Which nicely leads me back to my original point: Apple’s app broke when a user interface changed. A user interface that’s not actually ever involved in the API. They’re screen scraping, and their app suffered quite a major error when the folks on the Usability Initiative team at Wikimedia decided to roll out their UI changes. It looked like Wikipedia had broken, and all the Apple fanatics decided it must be Wikipedia’s fault. However, it’s actually the developers at Apple’s fault for not using the API when it was provided.
So, that’s where I stood until a few hours ago. However, thanks to the weekly Wikipedia newsletter known as the Signpost, I learnt about bug 23602 on Wikimedia’s bugtracker. Apparently, Apple have fixed this breakage now, but the question is, have they learnt their lesson about screen scraping and fixed it properly by using the API?
They’re forcing the skin back to the monobook skin, and continuing to screen scrape.

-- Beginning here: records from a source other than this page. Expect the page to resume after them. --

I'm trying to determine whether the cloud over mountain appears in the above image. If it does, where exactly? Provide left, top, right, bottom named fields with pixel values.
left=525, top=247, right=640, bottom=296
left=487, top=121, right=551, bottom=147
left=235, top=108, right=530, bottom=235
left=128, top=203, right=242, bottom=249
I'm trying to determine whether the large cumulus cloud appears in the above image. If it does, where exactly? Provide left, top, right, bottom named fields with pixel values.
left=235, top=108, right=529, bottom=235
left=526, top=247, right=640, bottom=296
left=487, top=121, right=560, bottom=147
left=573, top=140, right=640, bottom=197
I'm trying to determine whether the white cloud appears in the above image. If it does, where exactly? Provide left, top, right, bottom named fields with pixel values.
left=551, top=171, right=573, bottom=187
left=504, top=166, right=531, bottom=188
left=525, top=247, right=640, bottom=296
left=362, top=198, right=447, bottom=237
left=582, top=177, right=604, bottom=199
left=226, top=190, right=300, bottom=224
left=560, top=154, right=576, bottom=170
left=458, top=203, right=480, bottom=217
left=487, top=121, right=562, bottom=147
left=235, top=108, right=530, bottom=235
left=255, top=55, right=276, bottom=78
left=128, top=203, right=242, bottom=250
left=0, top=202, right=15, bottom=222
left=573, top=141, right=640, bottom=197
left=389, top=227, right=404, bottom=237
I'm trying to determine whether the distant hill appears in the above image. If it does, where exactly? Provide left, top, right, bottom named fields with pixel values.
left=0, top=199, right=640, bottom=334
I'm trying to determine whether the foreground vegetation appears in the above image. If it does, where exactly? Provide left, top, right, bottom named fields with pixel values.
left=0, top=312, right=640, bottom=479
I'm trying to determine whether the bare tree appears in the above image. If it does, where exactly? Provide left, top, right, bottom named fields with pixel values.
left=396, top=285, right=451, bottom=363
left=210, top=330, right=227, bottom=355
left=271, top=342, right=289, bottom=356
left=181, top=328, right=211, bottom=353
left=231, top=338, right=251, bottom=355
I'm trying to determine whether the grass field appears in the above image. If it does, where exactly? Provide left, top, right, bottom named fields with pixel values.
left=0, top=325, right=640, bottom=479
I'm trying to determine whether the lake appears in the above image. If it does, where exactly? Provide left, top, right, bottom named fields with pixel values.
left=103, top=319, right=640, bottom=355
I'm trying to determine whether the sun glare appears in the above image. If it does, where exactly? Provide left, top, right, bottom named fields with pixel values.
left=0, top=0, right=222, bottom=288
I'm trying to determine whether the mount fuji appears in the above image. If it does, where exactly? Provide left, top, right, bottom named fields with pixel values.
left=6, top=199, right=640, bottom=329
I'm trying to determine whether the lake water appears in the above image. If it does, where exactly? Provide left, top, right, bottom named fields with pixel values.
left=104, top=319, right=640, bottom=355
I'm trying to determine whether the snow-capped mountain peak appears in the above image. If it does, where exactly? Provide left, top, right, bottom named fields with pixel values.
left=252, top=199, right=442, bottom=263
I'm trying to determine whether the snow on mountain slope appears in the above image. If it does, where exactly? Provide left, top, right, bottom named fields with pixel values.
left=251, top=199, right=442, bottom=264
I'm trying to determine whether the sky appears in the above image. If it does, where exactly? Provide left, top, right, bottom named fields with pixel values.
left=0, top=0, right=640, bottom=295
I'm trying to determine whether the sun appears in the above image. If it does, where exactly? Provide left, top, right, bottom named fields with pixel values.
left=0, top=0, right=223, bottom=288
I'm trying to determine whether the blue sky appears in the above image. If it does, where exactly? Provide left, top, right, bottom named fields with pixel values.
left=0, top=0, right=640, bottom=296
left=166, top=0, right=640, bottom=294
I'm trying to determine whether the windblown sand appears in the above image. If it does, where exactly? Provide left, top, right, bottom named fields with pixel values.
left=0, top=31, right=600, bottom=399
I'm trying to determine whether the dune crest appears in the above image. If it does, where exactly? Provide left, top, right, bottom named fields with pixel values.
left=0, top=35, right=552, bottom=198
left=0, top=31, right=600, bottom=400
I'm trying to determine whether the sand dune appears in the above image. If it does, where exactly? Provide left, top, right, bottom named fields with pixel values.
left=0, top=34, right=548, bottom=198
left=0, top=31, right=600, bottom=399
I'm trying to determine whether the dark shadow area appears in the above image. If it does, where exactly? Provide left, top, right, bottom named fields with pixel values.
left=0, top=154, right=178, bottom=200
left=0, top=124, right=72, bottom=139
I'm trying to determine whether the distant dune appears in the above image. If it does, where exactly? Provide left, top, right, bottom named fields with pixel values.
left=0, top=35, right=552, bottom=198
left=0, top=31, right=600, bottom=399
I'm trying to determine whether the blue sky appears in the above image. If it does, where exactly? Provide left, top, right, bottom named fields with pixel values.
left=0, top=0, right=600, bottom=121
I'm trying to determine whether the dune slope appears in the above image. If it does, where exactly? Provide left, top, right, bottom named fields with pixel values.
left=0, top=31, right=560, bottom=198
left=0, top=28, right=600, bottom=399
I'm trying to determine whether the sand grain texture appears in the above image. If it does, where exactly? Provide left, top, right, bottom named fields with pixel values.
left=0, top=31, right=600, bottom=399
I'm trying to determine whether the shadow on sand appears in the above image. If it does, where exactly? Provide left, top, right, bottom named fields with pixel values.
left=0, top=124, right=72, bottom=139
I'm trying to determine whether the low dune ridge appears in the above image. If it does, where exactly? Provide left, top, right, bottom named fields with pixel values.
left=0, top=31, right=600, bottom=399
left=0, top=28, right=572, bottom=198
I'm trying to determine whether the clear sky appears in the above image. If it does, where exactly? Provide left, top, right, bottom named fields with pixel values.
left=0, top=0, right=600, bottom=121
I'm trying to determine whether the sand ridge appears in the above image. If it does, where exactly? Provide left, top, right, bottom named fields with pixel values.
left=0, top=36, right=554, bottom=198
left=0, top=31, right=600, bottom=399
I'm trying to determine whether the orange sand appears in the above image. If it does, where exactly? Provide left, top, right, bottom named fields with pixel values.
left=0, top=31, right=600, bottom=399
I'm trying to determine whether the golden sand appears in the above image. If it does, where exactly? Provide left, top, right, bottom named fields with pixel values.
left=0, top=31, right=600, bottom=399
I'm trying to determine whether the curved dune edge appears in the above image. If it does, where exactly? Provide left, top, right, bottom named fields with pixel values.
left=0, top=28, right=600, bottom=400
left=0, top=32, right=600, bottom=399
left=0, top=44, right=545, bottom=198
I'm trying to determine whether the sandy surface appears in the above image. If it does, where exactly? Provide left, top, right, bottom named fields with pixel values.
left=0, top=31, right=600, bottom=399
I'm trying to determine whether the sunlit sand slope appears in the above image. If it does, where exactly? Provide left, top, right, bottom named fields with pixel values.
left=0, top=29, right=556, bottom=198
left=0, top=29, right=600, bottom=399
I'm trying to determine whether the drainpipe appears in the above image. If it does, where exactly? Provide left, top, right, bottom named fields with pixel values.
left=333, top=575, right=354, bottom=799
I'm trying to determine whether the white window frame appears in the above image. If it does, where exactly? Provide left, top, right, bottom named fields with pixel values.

To all Apple users – the programming quality appears to be ridiculously low. You paid huge sums of money for it. Apparently, they don’t understand the basics of programming with web services such as Wikipedia. And they’re refusing to learn from their mistakes by patching their code with nasty hacks to make it work again instead of fixing it properly.
In case you were wondering, I do have a problem with Apple generally, but even if I try and look at this from a positive light – a company with Apple’s reputation that seriously can’t deal with a simple problem like this properly….. I fear for the future.